Je ne prétends nulle part dans mon opinion que défier des dictateurs soit une entreprise aisée et sans coûts. Toute forme de lutte a un coût et des complications, et combattre les dictateurs fait, bien sûr, des victimes. Cependant, mon souhait est que cette analyse incite les dirigeants de mouvements de résistance à considérer des stratégies qui augmenteront leur efficacité en réduisant les pertes humaines.
De même, cette analyse ne doit pas être interprétée comme l’affirmation que la fin d’une dictature fait disparaître tous les autres problèmes. La chute d’un régime ne mène pas à l’utopie. En fait, elle ouvre la voie à des travaux difficiles et à des efforts soutenus pour construire une économie, des relations politiques et une société plus juste, et éradiquer les autres formes d’injustice et d’oppression. Mon espoir est que ce bref examen de la manière de désintégrer une dictature puisse être utile partout où des peuples vivent dominés et désirent être libres en particulier mon pays le Togo.
Ces dernières années, différentes dictatures d’origine nationale ou installées par intervention étrangère se sont effondrées face à une population défiante et mobilisée. Souvent considérées comme solidement ancrées et invincibles, certaines de ces dictatures se sont révélées incapables de résister à une défiance sociale, politique et économique concertée par le peuple.
Grâce à des défis populaires principalement non-violents, depuis 1980 des effondrements semblables se sont produits en RDC, en Libye au Niger, au Mali et plus récemment au Burkina.
Bien que ces luttes n’aient pas mis fin aux dictatures en place ou aux occupations, elles ont exposé à la face du monde la nature répressive de ces régimes et ont apporté aux populations une précieuse expérience de cette forme de lutte.
L’effondrement des dictatures dans les pays cités ci-dessus n’y a certainement pas éradiqué tous les autres problèmes : la misère, la criminalité, l’inefficacité bureaucratique et la destruction de l’environnement, qui sont souvent l’héritage des régimes brutaux. Néanmoins, la chute de ces dictatures a réduit au moins la souffrance des victimes de l’oppression et a ouvert le chemin vers la reconstruction de ces sociétés avec plus de démocratie politique, de liberté personnelle et de justice sociale.
Ces dernières décennies il y a certainement une tendance vers plus de démocratie et de liberté dans le monde.
Après avoir consolidé sa position, la nouvelle clique peut se révéler plus impitoyable et plus ambitieuse que la précédente. Ainsi, malgré les espoirs qu’elle apportait, elle sera libre de faire ce qu’elle veut sans se préoccuper de démocratie ou de droits humains. Cela ne peut donc pas être une réponse acceptable au problème de la dictature.

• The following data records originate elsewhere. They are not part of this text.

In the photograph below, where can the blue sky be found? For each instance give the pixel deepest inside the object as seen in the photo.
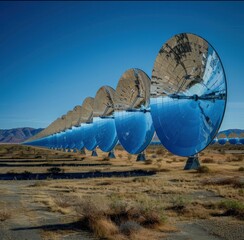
(55, 54)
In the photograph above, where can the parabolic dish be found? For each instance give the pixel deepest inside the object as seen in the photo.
(188, 94)
(103, 119)
(76, 128)
(87, 125)
(132, 117)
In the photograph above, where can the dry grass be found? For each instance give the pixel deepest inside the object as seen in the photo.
(5, 214)
(138, 207)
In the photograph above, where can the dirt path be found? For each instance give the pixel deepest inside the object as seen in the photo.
(32, 221)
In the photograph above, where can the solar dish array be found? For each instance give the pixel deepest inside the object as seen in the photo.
(184, 103)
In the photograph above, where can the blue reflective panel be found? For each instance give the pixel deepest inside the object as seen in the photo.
(188, 94)
(215, 140)
(135, 130)
(106, 136)
(61, 140)
(88, 132)
(233, 140)
(222, 141)
(69, 138)
(241, 140)
(78, 138)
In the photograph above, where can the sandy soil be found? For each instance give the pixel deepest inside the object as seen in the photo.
(46, 209)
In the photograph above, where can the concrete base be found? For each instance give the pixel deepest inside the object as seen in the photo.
(192, 163)
(94, 153)
(111, 154)
(82, 151)
(141, 157)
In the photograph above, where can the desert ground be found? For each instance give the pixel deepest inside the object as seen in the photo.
(50, 194)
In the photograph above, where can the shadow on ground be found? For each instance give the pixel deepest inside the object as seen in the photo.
(93, 174)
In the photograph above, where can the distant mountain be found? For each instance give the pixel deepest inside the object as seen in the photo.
(17, 135)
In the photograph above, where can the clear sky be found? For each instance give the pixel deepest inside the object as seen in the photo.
(54, 54)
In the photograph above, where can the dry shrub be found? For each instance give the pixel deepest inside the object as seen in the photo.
(237, 182)
(233, 208)
(160, 151)
(4, 215)
(104, 228)
(203, 169)
(105, 159)
(63, 201)
(148, 161)
(129, 227)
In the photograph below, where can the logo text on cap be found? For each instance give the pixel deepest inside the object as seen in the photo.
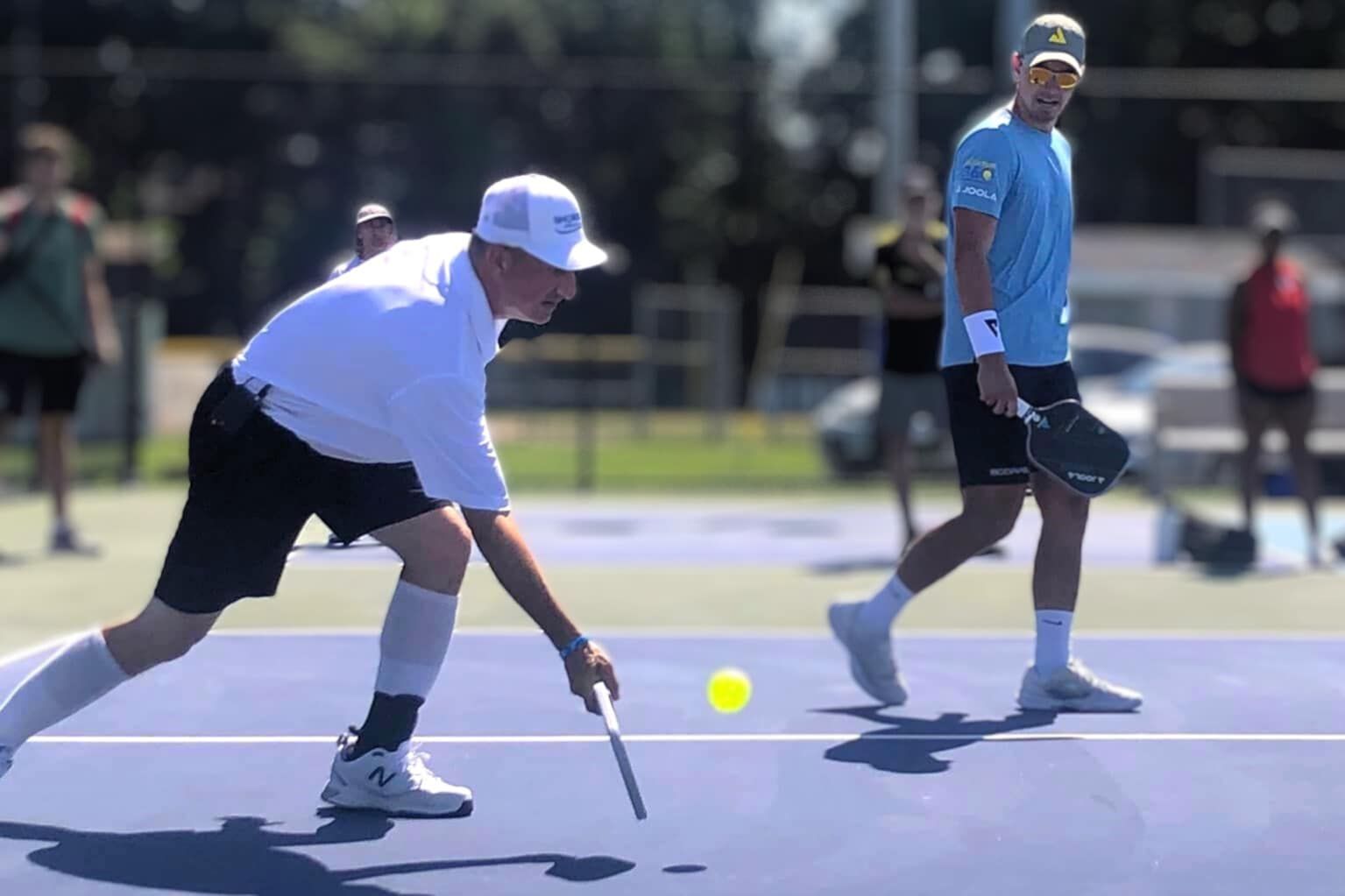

Quant aux élections, il n’en est pas question sous une dictature : elles ne sont pas un instrument efficace de changement politique
et Elles ne furent que des plébiscites rigoureusement contrôlés pour faire entériner par le public des choix de candidats déjà tranchés par les despotes. Des dictateurs sous pression peuvent parfois accepter de nouvelles élections, mais en les truquant pour mettre en place leurs marionnettes civiles au gouvernement (le cas de JOSEPH KABILA). Les réflexions évoquées dans cet examen de la défiance politique et de la lutte non-violente sont censées venir en aide à toutes personnes ou groupes qui cherchent à libérer leur peuple de l’oppression d’une dictature et à établir un système démocratique durable qui respecte les libertés humaines et l’action du peuple pour améliorer la société. A bon entendeur salut.